My firm has recently been allowed onto the restricted panel of a relatively large bank to deal with commercial and residential lending.

While initially we were instructed solely by the bank and the borrower was separately represented, we have recently been instructed by both borrower and the bank.

The bank's standard certificate on title does not restrict the solicitors' duties to those matters contained in rule 6 (3), and when this issue was raised with the bank in question, it suggested that this could easily be resolved by different solicitors, or partners in the same firm acting for the borrower and the lender.

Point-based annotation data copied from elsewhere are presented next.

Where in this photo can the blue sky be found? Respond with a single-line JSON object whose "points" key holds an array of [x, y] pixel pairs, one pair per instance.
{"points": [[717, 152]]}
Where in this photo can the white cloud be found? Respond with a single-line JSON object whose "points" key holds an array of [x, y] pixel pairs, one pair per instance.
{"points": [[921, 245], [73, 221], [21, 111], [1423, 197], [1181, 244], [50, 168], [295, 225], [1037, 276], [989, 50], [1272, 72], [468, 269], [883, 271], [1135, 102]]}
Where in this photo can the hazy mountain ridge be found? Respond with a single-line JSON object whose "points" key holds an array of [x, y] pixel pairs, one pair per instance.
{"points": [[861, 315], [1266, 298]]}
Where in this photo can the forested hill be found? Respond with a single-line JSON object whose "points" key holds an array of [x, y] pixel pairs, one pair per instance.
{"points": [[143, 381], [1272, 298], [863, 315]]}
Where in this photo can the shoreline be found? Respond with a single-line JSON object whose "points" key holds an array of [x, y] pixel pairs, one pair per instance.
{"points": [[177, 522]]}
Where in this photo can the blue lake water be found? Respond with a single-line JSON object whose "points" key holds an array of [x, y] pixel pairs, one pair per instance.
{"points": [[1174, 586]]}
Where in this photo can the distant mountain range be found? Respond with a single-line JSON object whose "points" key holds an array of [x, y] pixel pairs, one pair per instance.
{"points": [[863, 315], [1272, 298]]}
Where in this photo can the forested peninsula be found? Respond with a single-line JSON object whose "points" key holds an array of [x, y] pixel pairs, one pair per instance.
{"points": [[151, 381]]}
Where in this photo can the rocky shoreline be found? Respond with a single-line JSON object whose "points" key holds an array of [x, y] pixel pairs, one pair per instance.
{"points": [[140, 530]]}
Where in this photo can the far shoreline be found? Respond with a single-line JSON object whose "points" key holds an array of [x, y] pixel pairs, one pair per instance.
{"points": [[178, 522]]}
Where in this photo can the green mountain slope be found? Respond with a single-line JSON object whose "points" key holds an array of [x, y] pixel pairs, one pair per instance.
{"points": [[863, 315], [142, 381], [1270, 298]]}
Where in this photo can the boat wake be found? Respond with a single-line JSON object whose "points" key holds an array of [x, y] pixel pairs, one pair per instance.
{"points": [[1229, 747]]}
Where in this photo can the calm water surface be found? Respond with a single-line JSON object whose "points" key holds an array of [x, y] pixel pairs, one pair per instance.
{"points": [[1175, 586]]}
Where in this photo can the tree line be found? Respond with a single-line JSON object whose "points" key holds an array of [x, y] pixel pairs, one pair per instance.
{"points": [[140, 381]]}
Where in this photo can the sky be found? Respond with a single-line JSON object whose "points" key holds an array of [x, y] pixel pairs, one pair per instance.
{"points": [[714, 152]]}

When this issue was raised with the Law Society ethics department, I was advised that this arrangement would not circumvent the limitation placed on certificates by rule 6 (3), and that only where there were separate firms representing the borrower would the lender rule 6 (3) not apply.

I have been told by the bank that of the 300 or so firms on its panel this issue has only been raised on perhaps five or six occasions by firms and that the majority are happy for different solicitors/partners within a practice to act for the borrower and lender to overcome this difficulty.

Are the majority of firms therefore correct in their assumption that this does not present a problem?

In the unfortunate event that a claim were to be made against my firm by the lender for negligence on the basis of failure to carry out its instructions which exceeded rule 6 (3), would my indemnity insurers still indemnify?